De ransuil heeft het zwaar. Er zijn er steeds minder van en dat komt onder meer door een gebrek aan nesten. Om de vogel een handje te helpen is Landschapsbeheer Groningen een actie begonnen om nesten te plaatsen. Maar liefst tweehonderd Groningers hebben hun medewerking toegezegd.
Zestig van hen krijgen een nest in hun tuin. Donderdag werden de eerste nesten geplaatst in het Westerkwartier.
Arend van der Meulen uit Marum hoefde niet lang na te denken toen hij de oproep van Landschapsbeheer zag. ‘Ik ben natuurliefhebber en ik vind de ransuil een prachtige vogel. Ik heb een grote tuin met veel hoge bomen, dus hier is plek zat voor zo’n nest. Ik heb me meteen aangemeld.’
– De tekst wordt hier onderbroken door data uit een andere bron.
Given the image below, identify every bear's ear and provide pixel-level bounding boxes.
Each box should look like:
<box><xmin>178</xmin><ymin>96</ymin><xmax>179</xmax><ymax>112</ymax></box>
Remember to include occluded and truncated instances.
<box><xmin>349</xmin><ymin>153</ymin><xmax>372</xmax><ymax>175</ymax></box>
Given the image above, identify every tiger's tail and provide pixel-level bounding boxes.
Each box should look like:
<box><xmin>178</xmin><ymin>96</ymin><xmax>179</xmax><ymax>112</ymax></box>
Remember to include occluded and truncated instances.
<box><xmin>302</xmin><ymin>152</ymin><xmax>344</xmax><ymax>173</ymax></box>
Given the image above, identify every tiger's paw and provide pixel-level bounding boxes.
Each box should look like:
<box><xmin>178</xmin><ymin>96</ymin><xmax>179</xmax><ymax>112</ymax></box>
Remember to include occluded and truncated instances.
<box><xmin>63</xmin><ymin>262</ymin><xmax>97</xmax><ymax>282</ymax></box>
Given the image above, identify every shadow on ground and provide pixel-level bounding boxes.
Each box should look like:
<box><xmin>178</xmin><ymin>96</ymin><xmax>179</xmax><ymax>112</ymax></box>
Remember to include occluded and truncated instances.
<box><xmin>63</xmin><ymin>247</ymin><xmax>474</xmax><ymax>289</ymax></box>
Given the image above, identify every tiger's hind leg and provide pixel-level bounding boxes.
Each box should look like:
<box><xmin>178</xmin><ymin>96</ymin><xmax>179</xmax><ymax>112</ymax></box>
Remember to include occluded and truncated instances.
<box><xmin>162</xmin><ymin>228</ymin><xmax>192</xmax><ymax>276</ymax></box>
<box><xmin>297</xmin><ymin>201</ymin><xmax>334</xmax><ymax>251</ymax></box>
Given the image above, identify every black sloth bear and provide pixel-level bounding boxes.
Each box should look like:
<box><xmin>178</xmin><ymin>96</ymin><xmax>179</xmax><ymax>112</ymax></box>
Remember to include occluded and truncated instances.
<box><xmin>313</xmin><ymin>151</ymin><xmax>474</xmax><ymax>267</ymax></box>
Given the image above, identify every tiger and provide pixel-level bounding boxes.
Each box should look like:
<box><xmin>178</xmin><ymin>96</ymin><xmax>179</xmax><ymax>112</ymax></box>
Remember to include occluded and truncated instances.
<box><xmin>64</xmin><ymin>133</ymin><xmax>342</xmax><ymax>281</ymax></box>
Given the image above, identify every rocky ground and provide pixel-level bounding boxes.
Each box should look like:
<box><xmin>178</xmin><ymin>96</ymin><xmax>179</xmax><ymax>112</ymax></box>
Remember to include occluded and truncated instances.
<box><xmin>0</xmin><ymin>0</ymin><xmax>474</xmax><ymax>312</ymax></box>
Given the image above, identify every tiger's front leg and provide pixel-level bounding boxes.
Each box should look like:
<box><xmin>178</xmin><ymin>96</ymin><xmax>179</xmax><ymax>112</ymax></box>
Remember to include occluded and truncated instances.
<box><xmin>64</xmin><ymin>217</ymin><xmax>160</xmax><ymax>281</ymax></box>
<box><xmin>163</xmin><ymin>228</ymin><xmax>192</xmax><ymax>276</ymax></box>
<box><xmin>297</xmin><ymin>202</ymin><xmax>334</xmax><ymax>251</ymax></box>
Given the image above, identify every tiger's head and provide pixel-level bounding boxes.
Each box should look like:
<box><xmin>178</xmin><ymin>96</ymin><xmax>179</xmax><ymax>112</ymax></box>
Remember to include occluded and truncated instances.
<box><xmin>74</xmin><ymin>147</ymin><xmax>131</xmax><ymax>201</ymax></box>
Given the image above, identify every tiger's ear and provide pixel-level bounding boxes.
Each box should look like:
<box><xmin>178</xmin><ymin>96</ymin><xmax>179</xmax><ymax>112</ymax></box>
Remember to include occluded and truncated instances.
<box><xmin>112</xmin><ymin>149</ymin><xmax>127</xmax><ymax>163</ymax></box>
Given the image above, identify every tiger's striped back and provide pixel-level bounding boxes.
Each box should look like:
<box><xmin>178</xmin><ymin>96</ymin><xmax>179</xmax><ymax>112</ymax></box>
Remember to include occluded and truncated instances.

Irene Lantman van Landschapsbeheer is projectmedewerker. Ze was aangenaam verrast over het aantal aanmeldingen. ‘Het was overweldigend, zoveel mensen die willen meedoen. We hebben moeten kiezen, want niet elke tuin is geschikt. We zoeken bijvoorbeeld tuinen die in een rustige omgeving liggen, dus niet in een drukke woonwijk. En er moet voldoende voedsel in de omgeving te vinden zijn. De tuin van Van der Meulen ligt een beetje afgelegen en is wat dat betreft ideaal.’

Een medewerker van Landschapsbeheer klimt met professioneel klimgereedschap tot een hoog van vijftien meter in de boom om het nest te plaatsen. Dat nest is een rieten mand die is ingesmeerd met tegellijm waarna er turfmolm in wordt gelegd. Tussen de zes en vijftien meter hoog is de beste hoogte volgens Lantman. ‘Ze moeten een vrije aanvliegroute hebben, dus hangen we ze zo hoog mogelijk op.’

De ransuil is wat het bouwen van nesten betreft een beetje een luie vogel. In plaats van er zelf eentje te maken, kiest hij bijvoorbeeld verlaten nesten van kraaien of eksters uit om zijn eieren in te leggen. Maar omdat die vogels ook wel eens worden verjaagd wordt het voor de ransuil steeds lastiger om een broedplaats te vinden. De manden van Landschapsbeheer moeten ze een beetje helpen.
De nesten worden opgehangen in Westerkwartier, Oldambt en Westerwolde. Lantman: ‘We vragen de mensen om het nest in de gaten te houden en zodra ze activiteit zien dat aan ons te melden. Als er inderdaad jongen worden geboren dan gaan we die ringen.’
Arend van der Meulen kan niet wachten tot de eerste ransuil zich vestigt in zijn tuin. ‘Ze hebben iets mystieks en dat vind ik mooi. En hé, ik ben met uilen opgegroeid, Meneer de Uil uit de Fabeltjeskrant wel te verstaan, maar toch.’